それは、俺がこれまで聴いたことのない音楽だった。
まずとにかく、クシーの声の圧がすごかった。テーブルの上の食器がびりびりと震えた。
それにこのリズム。これ、本当に教会で歌う歌なのか。なんか、体が自然に動いていくような、むっちゃいいノリなんだけど。英語の歌詞は、確かに、神様を讃える内容のようだけど、俺たちがイメージする宗教的な音楽とは違っている。

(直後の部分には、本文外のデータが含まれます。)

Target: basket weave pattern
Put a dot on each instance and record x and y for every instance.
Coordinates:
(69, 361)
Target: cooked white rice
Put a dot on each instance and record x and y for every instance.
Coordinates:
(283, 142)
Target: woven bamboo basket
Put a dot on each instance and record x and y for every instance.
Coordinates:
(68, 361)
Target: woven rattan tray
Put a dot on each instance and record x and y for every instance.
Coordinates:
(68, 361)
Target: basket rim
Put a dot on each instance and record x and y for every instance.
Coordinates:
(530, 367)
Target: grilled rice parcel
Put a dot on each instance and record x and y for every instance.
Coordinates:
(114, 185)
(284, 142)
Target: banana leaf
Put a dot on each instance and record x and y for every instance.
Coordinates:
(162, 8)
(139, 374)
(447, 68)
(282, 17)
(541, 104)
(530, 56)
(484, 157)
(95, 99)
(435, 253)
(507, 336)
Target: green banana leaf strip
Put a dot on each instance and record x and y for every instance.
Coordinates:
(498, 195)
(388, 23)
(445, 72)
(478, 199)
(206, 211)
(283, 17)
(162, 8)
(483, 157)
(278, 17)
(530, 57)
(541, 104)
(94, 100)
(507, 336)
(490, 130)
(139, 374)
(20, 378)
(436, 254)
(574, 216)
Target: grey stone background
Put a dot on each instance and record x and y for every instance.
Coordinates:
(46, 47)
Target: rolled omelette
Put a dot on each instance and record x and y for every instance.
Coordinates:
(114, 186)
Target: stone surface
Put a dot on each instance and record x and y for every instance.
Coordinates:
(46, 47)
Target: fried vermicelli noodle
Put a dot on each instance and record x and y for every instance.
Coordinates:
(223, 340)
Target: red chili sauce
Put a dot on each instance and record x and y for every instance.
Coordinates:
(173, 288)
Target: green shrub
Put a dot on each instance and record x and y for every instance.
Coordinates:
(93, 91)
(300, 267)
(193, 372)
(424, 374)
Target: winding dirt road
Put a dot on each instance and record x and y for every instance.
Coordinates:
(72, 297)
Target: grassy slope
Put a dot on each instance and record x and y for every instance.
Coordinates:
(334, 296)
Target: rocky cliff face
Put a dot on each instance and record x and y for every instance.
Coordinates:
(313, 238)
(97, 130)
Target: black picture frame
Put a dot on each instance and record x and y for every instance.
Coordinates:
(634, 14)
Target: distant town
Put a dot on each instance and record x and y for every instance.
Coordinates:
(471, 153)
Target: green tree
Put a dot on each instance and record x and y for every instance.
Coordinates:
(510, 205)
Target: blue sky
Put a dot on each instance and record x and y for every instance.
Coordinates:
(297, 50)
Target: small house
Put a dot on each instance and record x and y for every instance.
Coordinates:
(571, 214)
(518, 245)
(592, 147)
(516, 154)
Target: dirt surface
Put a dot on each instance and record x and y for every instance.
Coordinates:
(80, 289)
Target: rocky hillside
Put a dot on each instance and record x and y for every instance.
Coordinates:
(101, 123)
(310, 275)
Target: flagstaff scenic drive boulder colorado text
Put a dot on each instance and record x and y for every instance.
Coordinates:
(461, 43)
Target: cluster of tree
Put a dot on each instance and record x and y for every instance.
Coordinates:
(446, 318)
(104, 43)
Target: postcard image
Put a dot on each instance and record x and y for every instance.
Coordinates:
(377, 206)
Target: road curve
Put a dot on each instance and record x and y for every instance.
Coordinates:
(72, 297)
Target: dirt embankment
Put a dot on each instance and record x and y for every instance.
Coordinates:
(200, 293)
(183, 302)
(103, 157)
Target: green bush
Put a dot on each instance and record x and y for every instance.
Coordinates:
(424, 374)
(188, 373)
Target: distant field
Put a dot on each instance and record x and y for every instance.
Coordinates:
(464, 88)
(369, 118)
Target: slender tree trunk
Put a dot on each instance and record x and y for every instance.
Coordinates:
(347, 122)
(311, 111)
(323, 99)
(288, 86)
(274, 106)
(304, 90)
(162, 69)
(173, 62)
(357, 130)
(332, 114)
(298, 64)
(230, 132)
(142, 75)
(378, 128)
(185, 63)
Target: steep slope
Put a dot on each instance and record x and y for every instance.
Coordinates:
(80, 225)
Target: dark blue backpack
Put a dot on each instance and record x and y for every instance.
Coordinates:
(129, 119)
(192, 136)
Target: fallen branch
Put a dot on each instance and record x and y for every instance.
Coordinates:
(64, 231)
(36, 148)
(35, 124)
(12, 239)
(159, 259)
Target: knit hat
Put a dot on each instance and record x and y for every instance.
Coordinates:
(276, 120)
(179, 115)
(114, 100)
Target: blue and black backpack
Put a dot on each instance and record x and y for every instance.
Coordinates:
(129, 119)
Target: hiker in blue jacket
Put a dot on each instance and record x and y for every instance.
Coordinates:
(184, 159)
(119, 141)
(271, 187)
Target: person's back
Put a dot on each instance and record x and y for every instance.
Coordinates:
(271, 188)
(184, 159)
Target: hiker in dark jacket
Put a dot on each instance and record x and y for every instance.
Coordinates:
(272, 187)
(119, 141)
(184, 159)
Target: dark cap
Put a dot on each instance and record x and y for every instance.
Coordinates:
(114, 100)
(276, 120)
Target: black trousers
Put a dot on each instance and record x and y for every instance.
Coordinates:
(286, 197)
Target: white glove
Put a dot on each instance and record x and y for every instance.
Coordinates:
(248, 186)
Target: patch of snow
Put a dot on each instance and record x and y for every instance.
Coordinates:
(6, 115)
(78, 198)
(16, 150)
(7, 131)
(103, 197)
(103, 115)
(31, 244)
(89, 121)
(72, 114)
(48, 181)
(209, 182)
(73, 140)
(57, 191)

曲はどんどん速度を増していく。見ると、あかねと明日香は体を揺らして聴いている。まひるは、ぽかんと口を開けている。これ、教会の音楽っていうよりも、なんかもうR&Bみたいだ。でも、歌詞はハレルヤとジーザス。クシーはものすごいシャウトを連続し、たこ焼きの皿がずずずと動く。歌は速度を落とし、やがて曲は収束していった。
曲調が変わって、今度はゆっくりとクシーは歌い始めた。
「あ、この曲」
「うん、知ってる」
と、明日香とあかね。
俺も知ってる。『アメイジング・グレイス』という有名な曲だ。そういえば、魔法少女のシステムに翻訳機能があったな。俺は省エネモードの視界に、クシーの歌の日本語訳を表示させた。
『何という神様からの恵みだろう。
なんて甘い響きだろう。
私みたいな哀れな者を救ってくれた。
私はかつて道に迷っていた。
でも、今は見つかった。
前は盲目だったけど、今は見えている。
これまでたくさんの危険と、
苦しみと誘惑を乗り越えて、
私はここまでたどり着いた。
神様の恵みが、
私をここまで無事に導いてくれた。
だからその恵みが、
きっと故郷へと導いてくれるでしょう』
気がつくと、いつの間にか、歌は終わっていた。
クシーのその歌は、俺の心を完全にこことは違う、別の世界に持っていった。その歌声は、熱唱とはまた違って、感情や情緒がことさら込められたものではなかった。にも関わらず、その歌に心が揺さぶられた。まるで、クシーの体そのものが、ひとつの楽器になっているみたな感じだった。
三人とも、茫然とした表情でクシーを見つめている。
はっと、あかねが我に返った。
「すごい」
「びっくりした」明日香が言った。「ほんと、すごかった」
「クシー」まひるが右手をクシーの方に伸ばした。
クシーも右手を伸ばし、二人は手を重ねた。俺とまひるが契約したときと同じように。
「ありがとう」と、まひるは言った。
クシーはうなずいた。「ハレルヤ」
そして、それからも俺たちはたこ焼きを食べ、さすがに俺がクシーの家に泊まるわけにはいかないので、いったん自分の家に戻ることにした。省エネモード中だけど、俺の家の中まで瞬間移動することはBBに了承済みだ。さすがに犬の姿では、単独での移動は無理だ。
「あれ」俺は三人に言った。「そういえば、最初みんなどうやってここに来たの?」
「平常時でもクシーの家に集まれるよう、BBにお願いしたんや」と、あかね。
なるほど。「それはよかった」
「だから、山田さんも、来ていいよね?」明日香がクシーをみる。
「問題ない」とクシー。
三人は、今日はクシーの家にお泊りということで、俺はいったん家に戻り、翌朝またここまで来ることになった。
「クシー」俺は言った。「歌、ありがとう」
クシーはうなずいた。「どういたしまして」
「でも」あかねがクシーに言った。「あんな大きい声出して、大丈夫なん?」
「ここ、防音設備が整ってる。BBに手配してもらった。大丈夫」
あかねがうなずく。「なるほど」
「じゃあ、また明日」と俺は四人に言った。